# Interactive Example of Decision Trees

This is a Jupyter Notebook which in an interactive fashion illustrates the inner workings of the machine learning (ML) algorithm called decision trees. 
This notebook is based on the same dataset as the `fisher_discrimant.ipynb` notebook: the __[Iris dataset](https://en.wikipedia.org/wiki/Iris_flower_data_set)__. The focus on this small example is neither the actual code nor getting any specific results, but - hopefully - getting a better understanding of the foundation of all tree-based ML algorithms; the decision tree. This is also why we don't describe the code in great detail - and simply load the dataset from Sklearn directly with the __[load_iris]( https://scikit-learn.org/stable/datasets/index.html#iris-plants-dataset)__ function - but the first part of the code should hopefully look familiar by now. 

***

### Authors: 
- Christian Michelsen (Niels Bohr Institute)
- Troels C. Petersen (Niels Bohr Institute)

### Date:    
- 03-01-2020 (latest update)

## Before you start: Installation instruction for graphviz

To make this notebook work, you need to install a visualization package called graphviz. The instructions to install it are written below:

---

### Installing Graphvix for the Decision Tree example (Linux)

__Make sure that you have loaded anaconda before proceeding__


* Go to [the page of Graphvix](https://graphviz.gitlab.io/_pages/Download/Download_source.html)
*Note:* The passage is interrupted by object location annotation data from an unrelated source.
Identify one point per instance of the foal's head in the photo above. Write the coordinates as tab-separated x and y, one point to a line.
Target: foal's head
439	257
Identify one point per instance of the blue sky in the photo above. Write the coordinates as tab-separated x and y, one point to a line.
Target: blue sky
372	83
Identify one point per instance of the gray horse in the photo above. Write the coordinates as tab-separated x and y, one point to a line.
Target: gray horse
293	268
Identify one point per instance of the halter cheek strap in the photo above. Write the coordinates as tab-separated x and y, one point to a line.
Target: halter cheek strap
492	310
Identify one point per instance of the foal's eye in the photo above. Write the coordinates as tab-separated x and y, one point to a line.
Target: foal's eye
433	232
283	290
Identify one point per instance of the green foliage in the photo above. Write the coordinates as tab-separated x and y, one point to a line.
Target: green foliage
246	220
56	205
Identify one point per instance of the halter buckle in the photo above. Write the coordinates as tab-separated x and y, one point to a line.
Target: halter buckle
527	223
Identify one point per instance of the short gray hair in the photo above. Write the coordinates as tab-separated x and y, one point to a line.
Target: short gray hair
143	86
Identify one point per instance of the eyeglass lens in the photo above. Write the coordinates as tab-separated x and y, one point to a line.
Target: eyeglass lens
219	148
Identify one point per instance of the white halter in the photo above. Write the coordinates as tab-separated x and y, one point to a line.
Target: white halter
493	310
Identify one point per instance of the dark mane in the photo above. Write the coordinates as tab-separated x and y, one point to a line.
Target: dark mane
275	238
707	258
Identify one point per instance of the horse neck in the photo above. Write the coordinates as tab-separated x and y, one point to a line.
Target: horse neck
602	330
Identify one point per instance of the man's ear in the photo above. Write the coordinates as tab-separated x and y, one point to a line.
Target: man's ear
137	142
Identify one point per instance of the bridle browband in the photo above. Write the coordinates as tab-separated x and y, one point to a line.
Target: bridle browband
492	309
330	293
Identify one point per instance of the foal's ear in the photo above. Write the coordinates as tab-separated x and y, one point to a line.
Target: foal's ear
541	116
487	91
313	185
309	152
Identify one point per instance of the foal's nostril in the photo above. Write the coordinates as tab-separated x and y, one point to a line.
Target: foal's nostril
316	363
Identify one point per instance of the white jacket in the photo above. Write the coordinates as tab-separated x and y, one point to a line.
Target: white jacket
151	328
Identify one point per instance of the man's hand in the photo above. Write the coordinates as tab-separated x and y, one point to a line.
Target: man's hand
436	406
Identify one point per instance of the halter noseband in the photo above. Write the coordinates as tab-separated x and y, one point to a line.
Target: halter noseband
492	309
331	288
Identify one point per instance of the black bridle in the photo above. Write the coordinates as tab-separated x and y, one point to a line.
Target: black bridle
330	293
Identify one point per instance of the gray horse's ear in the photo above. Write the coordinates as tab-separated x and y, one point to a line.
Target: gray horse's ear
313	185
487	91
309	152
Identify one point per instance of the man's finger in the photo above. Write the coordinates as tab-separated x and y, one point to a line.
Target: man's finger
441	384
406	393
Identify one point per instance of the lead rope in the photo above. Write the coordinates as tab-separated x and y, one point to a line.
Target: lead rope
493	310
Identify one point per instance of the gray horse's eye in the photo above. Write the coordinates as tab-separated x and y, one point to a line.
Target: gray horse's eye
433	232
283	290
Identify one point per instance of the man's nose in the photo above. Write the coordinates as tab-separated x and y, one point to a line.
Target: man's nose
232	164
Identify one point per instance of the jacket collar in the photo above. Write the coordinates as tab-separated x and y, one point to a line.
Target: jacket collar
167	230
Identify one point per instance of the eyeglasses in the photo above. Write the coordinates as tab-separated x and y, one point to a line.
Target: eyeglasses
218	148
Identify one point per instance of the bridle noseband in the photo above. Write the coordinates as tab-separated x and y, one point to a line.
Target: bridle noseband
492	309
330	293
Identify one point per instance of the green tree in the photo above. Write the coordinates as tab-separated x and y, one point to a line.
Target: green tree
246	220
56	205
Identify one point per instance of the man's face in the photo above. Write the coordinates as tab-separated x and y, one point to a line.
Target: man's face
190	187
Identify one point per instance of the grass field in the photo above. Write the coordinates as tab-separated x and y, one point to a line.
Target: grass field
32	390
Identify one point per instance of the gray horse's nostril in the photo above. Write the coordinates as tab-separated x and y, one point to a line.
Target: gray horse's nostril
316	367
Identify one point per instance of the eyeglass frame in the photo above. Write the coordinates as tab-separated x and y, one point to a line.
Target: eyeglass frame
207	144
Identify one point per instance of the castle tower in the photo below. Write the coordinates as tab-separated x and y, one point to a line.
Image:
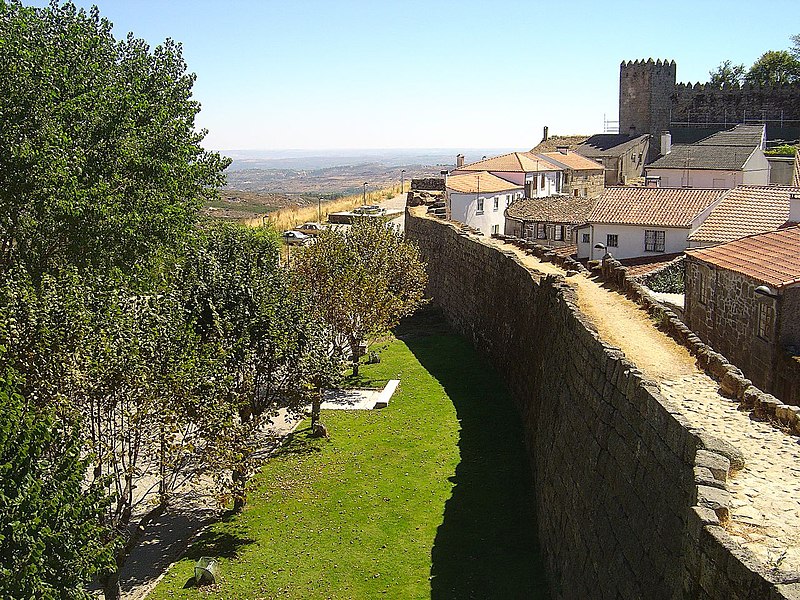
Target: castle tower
645	98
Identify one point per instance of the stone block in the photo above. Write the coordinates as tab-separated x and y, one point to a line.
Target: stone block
717	464
716	499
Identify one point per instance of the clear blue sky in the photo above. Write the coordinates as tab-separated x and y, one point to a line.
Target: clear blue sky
421	74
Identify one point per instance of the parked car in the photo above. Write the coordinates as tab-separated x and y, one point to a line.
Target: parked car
311	229
295	238
372	210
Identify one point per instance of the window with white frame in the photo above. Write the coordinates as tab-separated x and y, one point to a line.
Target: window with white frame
766	316
654	240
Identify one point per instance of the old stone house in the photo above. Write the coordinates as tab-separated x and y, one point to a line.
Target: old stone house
630	222
722	160
479	199
553	221
743	299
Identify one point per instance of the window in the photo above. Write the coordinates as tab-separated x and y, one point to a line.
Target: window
654	240
702	284
765	319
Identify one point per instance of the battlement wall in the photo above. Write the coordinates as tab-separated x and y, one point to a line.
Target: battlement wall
627	503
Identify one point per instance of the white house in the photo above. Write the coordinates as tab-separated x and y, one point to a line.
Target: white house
630	222
538	176
722	160
479	199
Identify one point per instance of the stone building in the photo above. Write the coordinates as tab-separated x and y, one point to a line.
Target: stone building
553	221
651	101
743	299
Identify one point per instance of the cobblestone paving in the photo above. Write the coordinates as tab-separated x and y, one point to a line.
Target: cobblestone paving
765	511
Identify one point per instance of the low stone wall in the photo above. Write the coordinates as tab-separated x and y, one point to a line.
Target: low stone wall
631	501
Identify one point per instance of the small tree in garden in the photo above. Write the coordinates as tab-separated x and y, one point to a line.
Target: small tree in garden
52	542
362	281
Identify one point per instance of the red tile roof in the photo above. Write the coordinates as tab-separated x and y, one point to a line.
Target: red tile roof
772	258
664	207
484	181
745	210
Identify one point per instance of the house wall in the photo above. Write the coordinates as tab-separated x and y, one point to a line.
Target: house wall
631	240
585	184
464	208
616	499
756	170
729	318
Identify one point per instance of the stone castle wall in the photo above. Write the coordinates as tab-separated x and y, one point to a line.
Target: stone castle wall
629	499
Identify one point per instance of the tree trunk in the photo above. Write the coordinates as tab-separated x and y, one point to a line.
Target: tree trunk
111	588
316	407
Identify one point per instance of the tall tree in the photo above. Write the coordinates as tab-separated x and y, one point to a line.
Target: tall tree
51	541
727	73
102	163
362	281
776	67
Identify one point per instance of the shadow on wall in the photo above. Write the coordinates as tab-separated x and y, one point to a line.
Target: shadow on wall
487	544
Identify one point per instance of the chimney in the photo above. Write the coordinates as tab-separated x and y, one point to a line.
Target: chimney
666	143
794	207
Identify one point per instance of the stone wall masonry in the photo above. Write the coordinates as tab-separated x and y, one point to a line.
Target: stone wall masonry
631	500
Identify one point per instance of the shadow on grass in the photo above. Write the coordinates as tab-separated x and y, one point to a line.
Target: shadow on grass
487	544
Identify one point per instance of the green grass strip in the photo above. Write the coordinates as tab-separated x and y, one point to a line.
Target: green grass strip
430	497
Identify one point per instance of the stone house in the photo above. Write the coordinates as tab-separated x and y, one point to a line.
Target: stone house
542	174
630	222
479	199
722	160
553	221
743	299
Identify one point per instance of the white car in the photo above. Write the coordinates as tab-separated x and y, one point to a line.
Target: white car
295	238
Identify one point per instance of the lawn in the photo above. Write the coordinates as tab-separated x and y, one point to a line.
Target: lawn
430	497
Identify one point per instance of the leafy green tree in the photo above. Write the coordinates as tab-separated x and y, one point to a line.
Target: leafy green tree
727	73
362	281
52	542
102	164
775	67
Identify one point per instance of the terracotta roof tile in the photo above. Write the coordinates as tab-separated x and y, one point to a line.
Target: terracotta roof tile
513	162
481	180
554	209
772	258
573	160
664	207
745	210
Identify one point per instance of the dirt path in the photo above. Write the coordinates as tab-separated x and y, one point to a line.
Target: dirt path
655	353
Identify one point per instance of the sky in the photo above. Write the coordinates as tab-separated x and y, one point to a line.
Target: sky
344	74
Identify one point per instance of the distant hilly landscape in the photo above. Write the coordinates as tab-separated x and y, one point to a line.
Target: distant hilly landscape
261	181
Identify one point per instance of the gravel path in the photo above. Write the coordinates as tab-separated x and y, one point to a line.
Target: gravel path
766	493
* Download the archive: __graphviz-2.40.1.tar.gz__

* in your terminal, unzip your archive somwhere you like: `tar -zxvf graphviz-2.40.1.tar.gz -C /absolute/path/of/yourchoice/`

* In the unzipped folder, run `./autogen.sh`.
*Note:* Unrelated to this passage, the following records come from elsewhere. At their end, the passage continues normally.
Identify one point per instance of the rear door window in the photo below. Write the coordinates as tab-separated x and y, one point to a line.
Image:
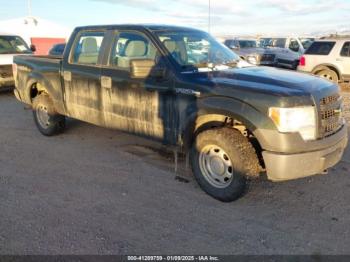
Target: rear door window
129	46
87	48
320	48
345	51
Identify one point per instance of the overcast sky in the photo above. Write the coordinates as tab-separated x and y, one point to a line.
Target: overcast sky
227	16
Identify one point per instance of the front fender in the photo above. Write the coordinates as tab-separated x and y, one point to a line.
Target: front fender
253	119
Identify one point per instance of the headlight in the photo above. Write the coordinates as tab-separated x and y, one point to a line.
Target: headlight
252	59
295	119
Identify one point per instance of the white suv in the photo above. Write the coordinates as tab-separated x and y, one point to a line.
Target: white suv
10	45
287	50
328	58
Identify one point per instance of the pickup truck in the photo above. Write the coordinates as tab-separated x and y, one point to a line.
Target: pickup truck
235	121
287	50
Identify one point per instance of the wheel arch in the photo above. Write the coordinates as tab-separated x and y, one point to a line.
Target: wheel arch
333	67
232	113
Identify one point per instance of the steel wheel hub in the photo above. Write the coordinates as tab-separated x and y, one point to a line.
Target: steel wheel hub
216	166
43	116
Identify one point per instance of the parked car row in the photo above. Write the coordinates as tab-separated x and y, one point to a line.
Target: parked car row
280	51
327	57
181	87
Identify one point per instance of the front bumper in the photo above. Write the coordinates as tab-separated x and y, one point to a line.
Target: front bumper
266	63
280	167
6	81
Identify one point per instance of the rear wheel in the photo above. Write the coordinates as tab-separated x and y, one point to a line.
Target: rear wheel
329	74
221	161
47	120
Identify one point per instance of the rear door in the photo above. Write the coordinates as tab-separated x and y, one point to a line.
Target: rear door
81	76
136	105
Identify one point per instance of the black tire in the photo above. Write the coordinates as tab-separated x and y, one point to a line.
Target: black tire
328	74
55	123
238	151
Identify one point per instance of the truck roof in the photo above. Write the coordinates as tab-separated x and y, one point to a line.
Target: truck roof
150	27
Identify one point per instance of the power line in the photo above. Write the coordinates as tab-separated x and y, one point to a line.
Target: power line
29	6
209	14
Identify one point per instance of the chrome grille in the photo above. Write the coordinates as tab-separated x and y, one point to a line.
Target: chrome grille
331	115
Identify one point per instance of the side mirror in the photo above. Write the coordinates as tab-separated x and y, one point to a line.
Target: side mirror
233	47
143	68
32	48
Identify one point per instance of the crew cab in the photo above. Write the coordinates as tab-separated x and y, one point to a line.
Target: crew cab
234	120
10	45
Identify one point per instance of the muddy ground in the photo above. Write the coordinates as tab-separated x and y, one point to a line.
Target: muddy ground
98	191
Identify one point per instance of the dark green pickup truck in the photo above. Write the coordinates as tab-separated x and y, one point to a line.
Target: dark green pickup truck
181	87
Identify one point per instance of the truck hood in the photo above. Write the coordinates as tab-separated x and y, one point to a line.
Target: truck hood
252	51
6	59
240	83
272	80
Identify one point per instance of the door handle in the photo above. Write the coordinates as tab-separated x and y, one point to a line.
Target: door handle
106	82
67	76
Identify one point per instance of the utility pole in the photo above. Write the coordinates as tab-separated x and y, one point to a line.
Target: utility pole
209	17
29	6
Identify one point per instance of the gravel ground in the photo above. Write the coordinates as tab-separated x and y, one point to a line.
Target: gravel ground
89	191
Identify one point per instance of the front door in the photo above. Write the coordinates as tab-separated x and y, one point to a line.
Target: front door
81	77
141	106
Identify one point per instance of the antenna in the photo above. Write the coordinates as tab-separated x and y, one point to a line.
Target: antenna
29	6
209	7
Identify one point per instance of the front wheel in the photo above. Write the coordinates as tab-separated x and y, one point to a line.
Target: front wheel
222	159
47	120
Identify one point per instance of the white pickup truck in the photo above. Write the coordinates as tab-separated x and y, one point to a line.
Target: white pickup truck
287	50
10	45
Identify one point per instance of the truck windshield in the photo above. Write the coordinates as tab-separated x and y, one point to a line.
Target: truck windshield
247	43
273	42
197	50
13	45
* In the unzipped folder, create a build directory: `mkdir build_directory/`

* In the unzipped folder, run `./configure --prefix /absolute/path/of/yourchoice/build_directory/`

* In the unzipped folder, type `make` then `make install`

* There should now be a `bin` folder in `/absolute/path/of/yourchoice/build_directory/`. add the bin directory to your PATH variable:

`export PATH=$PATH:/absolute/path/of/yourchoice/build_directory/bin/`

* Install the python interface of graphvix using `pip install graphviz`

* the notebook should run now.


---

### MacOs instructions

__Make sure that you have loaded anaconda before proceeding__

* Install graphviz using homebrew: `brew install graphviz`, then `brew upgrade graphviz`

* Install the python module for graphviz using pip: `pip install graphviz`


---

### Windows instructions

If using Anaconda, then the following has been reported to work:

**conda install -c anaconda python-graphviz**


Otherwise, please follow these instructions:

1. Download the stable version from the website, install it and create a path for it. If the path is not working, then go to the advance system settings for your laptop and create a path manually there. Note that you should run as administrator, if you are using a laptop from KU.
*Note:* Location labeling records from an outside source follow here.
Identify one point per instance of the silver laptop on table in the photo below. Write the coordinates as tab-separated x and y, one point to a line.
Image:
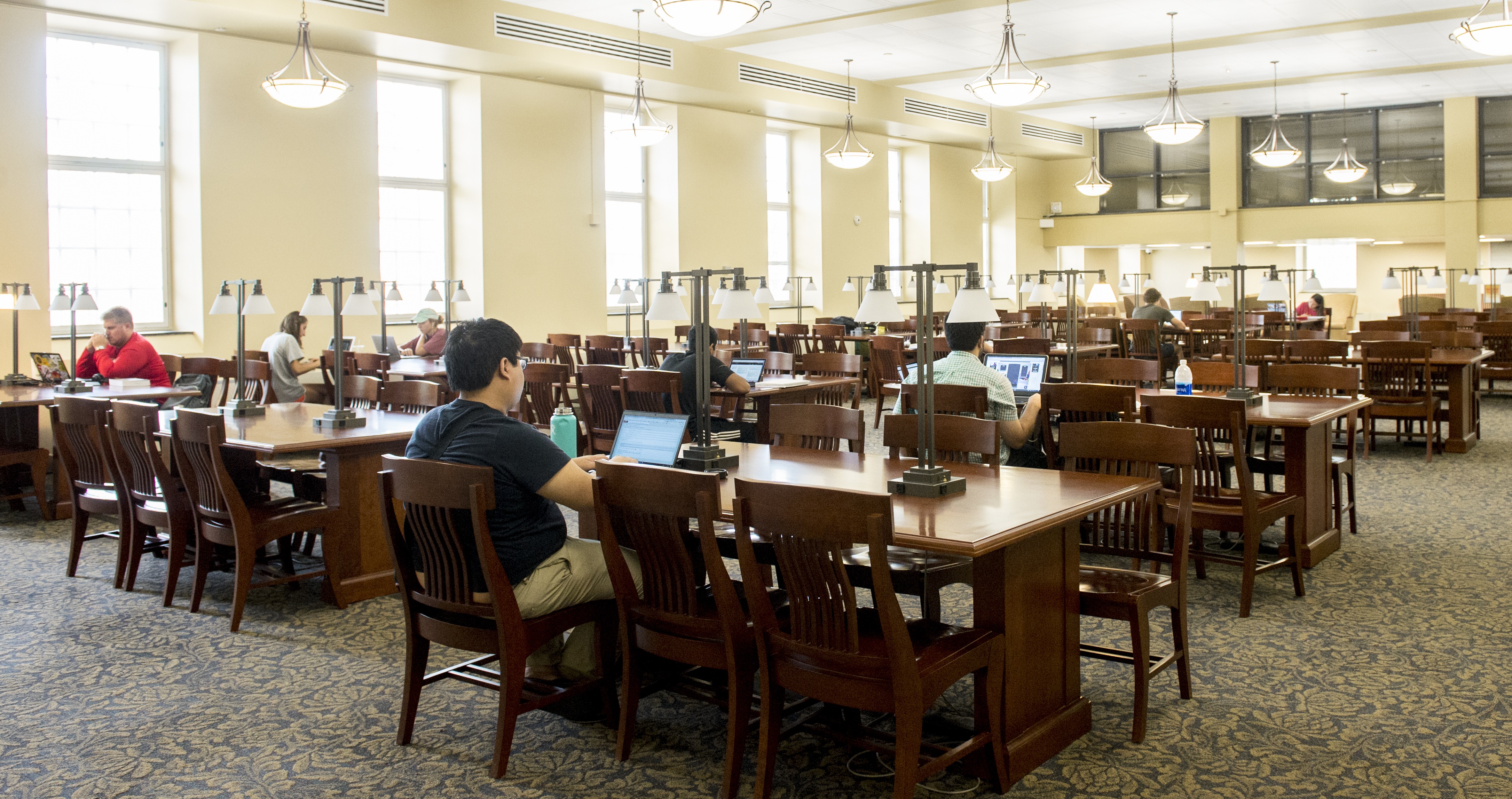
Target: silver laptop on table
749	367
1024	372
651	438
2. Instead of using pip install, use conda install for installing graphviz in python.

3. Write the code to add the path to the python OS:
os.environ["PATH"] += os.pathsep + 'C:...\\Graphviz 2.44.1\\bin'


In [1]:
from sklearn.tree import DecisionTreeClassifier, export_graphviz
from sklearn import tree
from sklearn.datasets import load_iris, load_wine
from sklearn.metrics import accuracy_score
from IPython.display import SVG
from graphviz import Source
from IPython.display import display                               
from ipywidgets import interactive

verbose = True
N_verbose = 10

And load the dataset and extract the feature matrix (the independent variables with shape `(# samples, # features) = (150, 4)`:

In [2]:
# Load dataset - either Fisher's Iris data or the alternative Wine data
data = load_iris()
# data = load_wine()

# Feature matrix
X = data.data
# Target vector
y = data.target
# Feature names
feature_names = data.feature_names

if verbose:
    print(feature_names + ['class'])
    for i, (xi, yi) in enumerate(zip(X, y)):
        if i < N_verbose:
            print(xi, yi)


['sepal length (cm)', 'sepal width (cm)', 'petal length (cm)', 'petal width (cm)', 'class']
[5.1 3.5 1.4 0.2] 0
[4.9 3.  1.4 0.2] 0
[4.7 3.2 1.3 0.2] 0
[4.6 3.1 1.5 0.2] 0
[5.  3.6 1.4 0.2] 0
[5.4 3.9 1.7 0.4] 0
[4.6 3.4 1.4 0.3] 0
[5.  3.4 1.5 0.2] 0
[4.4 2.9 1.4 0.2] 0
[4.9 3.1 1.5 0.1] 0


## Part A: Max Depth

First we start with the simple part of the exercise; understanding the (hyper)parameter `depth` and what it changes. Try to play around with the slider below and see how the decision tree graph changes along with the accuracy of the prediction:

In [3]:
def fit_and_grapth_estimator(estimator):
    estimator.fit(X, y)
    accuracy = accuracy_score(y, estimator.predict(X))
    print(f'Accuracy: {accuracy:.4f}')
    graph = Source(tree.export_graphviz(estimator, out_file=None, feature_names=feature_names, 
                                        class_names=['0', '1', '2'], filled = True))
    display(SVG(graph.pipe(format='svg')))
    return estimator


def plot_tree_simple(depth=1):
    estimator = DecisionTreeClassifier(random_state = 0, max_depth = depth)
    estimator = fit_and_grapth_estimator(estimator)
    return estimator

inter_simple = interactive(plot_tree_simple, depth=(1, 5, 1))

display(inter_simple)

interactive(children=(IntSlider(value=1, description='depth', max=5, min=1), Output()), _dom_classes=('widget-…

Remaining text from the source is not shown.